Which has me wondering why don't don't apply that premise to any one show now.  Like, um, say, CBS's NCIS?  Just saying.


Ever since I noticed how NBC was using their slight-of-hand in how they marketed Revolution* in the front half of its first season, I started turning a critical eye towards some network practices in general.

*They first advertised it was the most watched show on TV and if you did the math, the numbers did add up, when you added online preview viewing (it was online for a few weeks before it premiered on TV), plus the live+7 premiere and On Demand viewing.

Then they said it was the best new show on TV.  Even though it did not break the top-25 viewed shows on TV for the week, once I dissected the TV ratings, I found it was the most watched new show...  on it's night and the hour the aired in.

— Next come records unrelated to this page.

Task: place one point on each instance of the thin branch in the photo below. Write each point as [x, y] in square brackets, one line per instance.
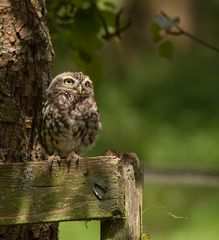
[181, 31]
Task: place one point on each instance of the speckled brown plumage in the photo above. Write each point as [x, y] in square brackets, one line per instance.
[70, 116]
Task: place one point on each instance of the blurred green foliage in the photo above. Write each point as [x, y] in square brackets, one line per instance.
[165, 111]
[82, 26]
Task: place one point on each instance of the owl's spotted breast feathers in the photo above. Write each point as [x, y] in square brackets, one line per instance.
[70, 117]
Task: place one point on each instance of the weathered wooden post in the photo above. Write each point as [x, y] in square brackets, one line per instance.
[128, 227]
[106, 188]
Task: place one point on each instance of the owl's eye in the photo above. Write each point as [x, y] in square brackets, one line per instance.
[87, 84]
[68, 81]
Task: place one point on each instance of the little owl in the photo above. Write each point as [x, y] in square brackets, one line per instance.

NBC is up against a huge slate of new and quality content programming from CBS, Netflix, Starz and well, across the board on any network, cable, basic or streaming venue.  Calling them out with derogatory names or detracting references doesn't help their case at all.  In fact, rather than digging in, they spend their energies calling out everyone else.

Making excuses.

It's disappointing.  In the meantime, NCIS dominates, The Walking Dead continues to be an "anomaly," and other basic cable shows continue to hit the mark with viewers.  Hell even Syfy is hitting the mark with some of their fun stuff, including the ever infamous, Sharknado!  (BTW, in case you didn't know, Syfy is owned by NBC, aka, COMCAST.)